Date:  Sat, 20 Jul 2002 22:32:39 +0200
From:  <j.mukherjee at uni-bonn.de>
Subject:  Disc: A response concerning The Cambridge Grammar of the English Language

A reply to Rodney Huddleston and Geoffrey K. Pullum
concerning The Cambridge Grammar of the English Language

Joybrato Mukherjee, University of Bonn

In their response to my review of The Cambridge Grammar of
the English Language (LINGUIST 13.1932), Rodney Huddleston
and Geoffrey K. Pullum claim that my "critical comments
about CGEL stem from factual errors about the book or other
books." In this context, they point out six issues in
particular ("especially egregious ones", as they put it) to
which I will briefly turn in the following.

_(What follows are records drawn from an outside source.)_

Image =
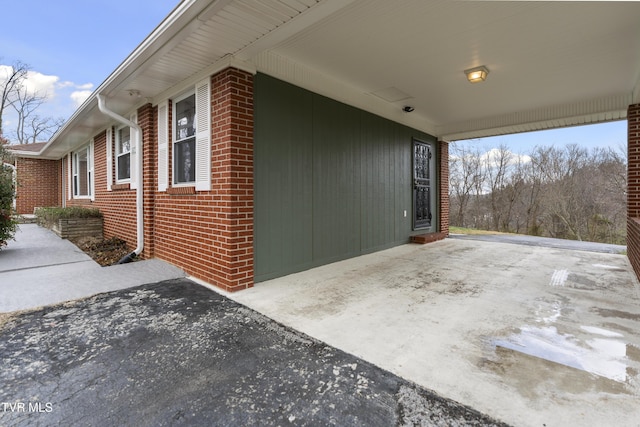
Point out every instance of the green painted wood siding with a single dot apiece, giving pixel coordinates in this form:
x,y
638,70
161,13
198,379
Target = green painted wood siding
x,y
331,181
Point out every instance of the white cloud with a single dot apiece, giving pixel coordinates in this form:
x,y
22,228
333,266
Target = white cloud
x,y
79,96
86,86
41,84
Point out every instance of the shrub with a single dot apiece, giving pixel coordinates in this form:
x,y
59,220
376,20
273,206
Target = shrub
x,y
8,223
51,215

Given the
strangely offensive tone, it is with some reluctance that I
respond to their comments. Yet, as things stand, a
corrective to the picture of the reviewer (as someone who
lacks even basic reading skills) that has been drawn by the
authors of the Cambridge Grammar in the Book Discussion
Forum is needed. However, the authors should not expect any
further messages from me.

The following abbreviations will be used:
CamGr - The Cambridge Grammar of the English Language
(Huddleston and Pullum 2002)
CGEL - A Comprehensive Grammar of the English Language
(Quirk et al. 1985)
LGSWE - Longman Grammar of Spoken and Written English
(Biber et al. 1999)
REV - Review of CamGr (by J. Mukherjee, LINGUIST 13.1853)
RESP - Authors' response (by R. Huddleston and Pullum,
LINGUIST 13.1932)

(NB: It is unfortunate that Huddleston and Pullum seem to
insist on using CGEL for the Cambridge Grammar, although
this abbreviation has already been widely used for the
Comprehensive Grammar.)

1. Binary branching

As Huddleston and Pullum themselves point out , "there will
be relatively few readers who begin at the beginning and
work their way through the chapters to the end" (CamGr, p.
44). It stands to reason, then, that most readers are
expected to read the first two chapters ("Preliminaries"
and "Syntactic Overview") and proceed to those chapters and
sections that are relevant to their individual needs. From
a complementary perspective, it should be quite clear that
all other chapters and sections will be read against the
background of the basic concepts and general principles
introduced at the beginning.

The two kinds of branching that are introduced and
visualised in the introductory part, are binary branching
and singulary branching (CamGr, p. 26). In RESP,
the authors introduce multiple branching and ternary
branching and point to a specific coordination example
(CamGr, p. 1279) in which multiple branching is visible.
This had not escaped my notice. As a matter of fact, I did
check all tree diagrams (by the way, diagram (24) is not on
p. 1098, as listed on p. xiii of CamGr, but on p. 1089): a
genuine ternary/multiple branching can only be found for
coordination and ditransitive verbs. However, the authors
give the impression in RESP that the CamGr would show no
preference whatsoever for binary/singulary branching. But
it is obvious to any reader that there is a clear focus
throughout CamGr on syntactic analyses on the basis of
binary/singulary branching. And this is a focus that cannot
be found in CGEL. In criticising REV, the authors
repeatedly seem to confuse general core principles and
peripheral special cases. In fact, binary/singulary
branching is presented at the beginning of CamGr as a
general principle from which it would be necessary to
deviate only in order to account for special phenomena.
That coordination is a syntactic phenomenon of a peculiar
type in this regard is mentioned by the authors themselves
(CamGr, p. 66). By the way, the clear focus on - and
preference for - binary/singulary branching is vindicated
by the fact that the conceptual index of CamGr only
includes entries for 'binary branching' and 'singulary
branching', but not for 'multiple branching' or 'ternary
branching' - terms that the authors introduce in RESP but
that obviously play a peripheral role only in CamGr.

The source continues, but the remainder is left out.